Drake seemed to alter the lyrics to his song ‘Know Yourself’ to take aim at West, accusing him of being a “flop”.
The original lyrics – “Then Kanye dropped it, it was polos and backpacks” – were altered to “Then Kanye flopped, it was polos and backpacks.”
yooo @IamAkademiks drake switch the lines in “Know Yourself” and said KANYE FLOPPED pic.twitter.com/dYKQzXGwVV
— Erickkkkk (@Over_Random) August 18, 2018
Drake dissed Kanye at his show last night. Listen closely. pic.twitter.com/a39fEYqZxA
— 808s and Bars Podcast (@808sandbars) August 19, 2018
— kagiso (@sakh_oct) August 18, 2018
— “fuck off” — Logan Roy (@DDotOmen) August 19, 2018
The spat was reignited recently after Pusha-T seemingly criticised Drake on ‘Infrared’ taken from his latest album ‘Daytona’, which was produced by West.
On the track, the rapper mocks Drake’s alleged use of a ghost writer, saying: “It was written like Nas/ But it came from Quentin.”
Drake then responded to Pusha-T and West via ‘Duppy Freestyle’ and ‘Behind Barz’ and also via several further references to Kanye on his latest album, ‘Scorpion’.
“Don’t push me when I’m in album mode, you’re not even top five as far as your label talent goes,” Drake raps on ‘Duppy Freestyle.’
“I had a microphone of yours, but then the signature faded, I think that pretty much resembles what has been happening lately,” he adds.
Rapping about West, Drake spat: “What do you really think of the nigga that’s making your beats?/ I’ve done things for him I thought he never would need/ Father had to stretch his hands out and get it from me/ I pop style for 30 hours, then let him repeat.”
Meanwhile, Kanye has refused to get involved, tweeting back in May that he is “about love.”

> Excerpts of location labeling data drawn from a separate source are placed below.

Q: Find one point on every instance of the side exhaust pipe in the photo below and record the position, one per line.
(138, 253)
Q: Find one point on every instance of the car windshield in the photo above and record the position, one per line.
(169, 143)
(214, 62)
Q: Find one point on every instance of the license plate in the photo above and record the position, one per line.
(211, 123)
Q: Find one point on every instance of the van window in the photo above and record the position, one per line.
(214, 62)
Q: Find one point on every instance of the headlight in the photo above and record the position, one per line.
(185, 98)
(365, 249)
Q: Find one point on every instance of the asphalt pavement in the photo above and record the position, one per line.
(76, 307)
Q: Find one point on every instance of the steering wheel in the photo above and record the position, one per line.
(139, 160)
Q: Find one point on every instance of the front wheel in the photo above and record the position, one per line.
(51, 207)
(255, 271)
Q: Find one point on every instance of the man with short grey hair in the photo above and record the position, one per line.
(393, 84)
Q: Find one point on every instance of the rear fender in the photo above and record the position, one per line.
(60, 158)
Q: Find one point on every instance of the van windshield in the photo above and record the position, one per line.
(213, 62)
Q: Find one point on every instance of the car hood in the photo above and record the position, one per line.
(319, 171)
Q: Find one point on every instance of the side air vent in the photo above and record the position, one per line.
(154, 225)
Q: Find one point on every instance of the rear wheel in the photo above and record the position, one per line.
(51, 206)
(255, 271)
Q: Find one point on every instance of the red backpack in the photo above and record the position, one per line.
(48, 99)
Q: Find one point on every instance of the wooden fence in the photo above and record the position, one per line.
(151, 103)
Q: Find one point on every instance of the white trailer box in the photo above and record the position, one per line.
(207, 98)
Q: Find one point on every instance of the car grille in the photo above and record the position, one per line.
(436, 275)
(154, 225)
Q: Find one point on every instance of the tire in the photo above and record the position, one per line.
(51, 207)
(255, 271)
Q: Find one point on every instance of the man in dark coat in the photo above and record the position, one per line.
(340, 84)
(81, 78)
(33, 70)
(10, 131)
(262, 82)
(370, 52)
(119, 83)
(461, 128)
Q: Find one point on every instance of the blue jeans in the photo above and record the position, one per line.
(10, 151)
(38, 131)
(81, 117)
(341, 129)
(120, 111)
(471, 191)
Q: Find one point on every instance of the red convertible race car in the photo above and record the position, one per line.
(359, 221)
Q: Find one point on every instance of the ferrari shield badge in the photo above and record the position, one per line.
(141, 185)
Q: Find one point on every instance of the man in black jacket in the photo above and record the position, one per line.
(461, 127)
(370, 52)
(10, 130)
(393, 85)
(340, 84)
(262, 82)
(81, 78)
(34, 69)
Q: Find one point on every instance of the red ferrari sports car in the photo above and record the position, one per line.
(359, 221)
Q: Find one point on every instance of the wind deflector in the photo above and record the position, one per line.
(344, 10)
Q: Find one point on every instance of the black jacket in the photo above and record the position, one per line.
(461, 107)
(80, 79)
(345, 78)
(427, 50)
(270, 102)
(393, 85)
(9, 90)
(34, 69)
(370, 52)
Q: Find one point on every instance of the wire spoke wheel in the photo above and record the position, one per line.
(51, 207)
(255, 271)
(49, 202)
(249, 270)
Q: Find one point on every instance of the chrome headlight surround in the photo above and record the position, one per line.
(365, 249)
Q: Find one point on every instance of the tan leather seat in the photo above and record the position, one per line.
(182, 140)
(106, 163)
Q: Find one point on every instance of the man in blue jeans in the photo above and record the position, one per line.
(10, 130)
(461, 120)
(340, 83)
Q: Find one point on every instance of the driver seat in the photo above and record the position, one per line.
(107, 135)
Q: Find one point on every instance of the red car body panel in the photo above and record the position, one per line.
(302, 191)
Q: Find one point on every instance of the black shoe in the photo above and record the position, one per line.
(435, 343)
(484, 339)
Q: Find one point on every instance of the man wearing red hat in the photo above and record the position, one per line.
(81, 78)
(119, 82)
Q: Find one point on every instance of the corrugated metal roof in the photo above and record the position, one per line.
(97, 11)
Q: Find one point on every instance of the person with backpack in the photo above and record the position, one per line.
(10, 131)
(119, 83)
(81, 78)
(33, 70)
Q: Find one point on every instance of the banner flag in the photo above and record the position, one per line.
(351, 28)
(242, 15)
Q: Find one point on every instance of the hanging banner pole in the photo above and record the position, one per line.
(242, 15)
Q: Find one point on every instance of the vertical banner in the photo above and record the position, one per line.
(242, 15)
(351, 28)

I’ve never been about beef I’m about love lines were crossed and it’s not good for anyone so this is dead now
— ye (@kanyewest) June 2, 2018
Reviewing Drake’s latest album, NME wrote: “Drake doesn’t seem to have learned any lessons or sensed the turning of the tide away from bloated albums maximised for streaming revenue. Ironically, it has been Drake’s hero-turned-rival, Kanye West, who has instead taken note of this.”
“It’s a shame really, because ‘Scorpion’ was supposed to be a victory lap, the coronation event for rap’s long-running heir apparent. Instead, ‘Scorpion’ sounds like Drake knowing that he’s won, cynically deciding not to challenge himself. Sure, the crown is still his, but to quote Drake’s own words on this album: “Is there more?”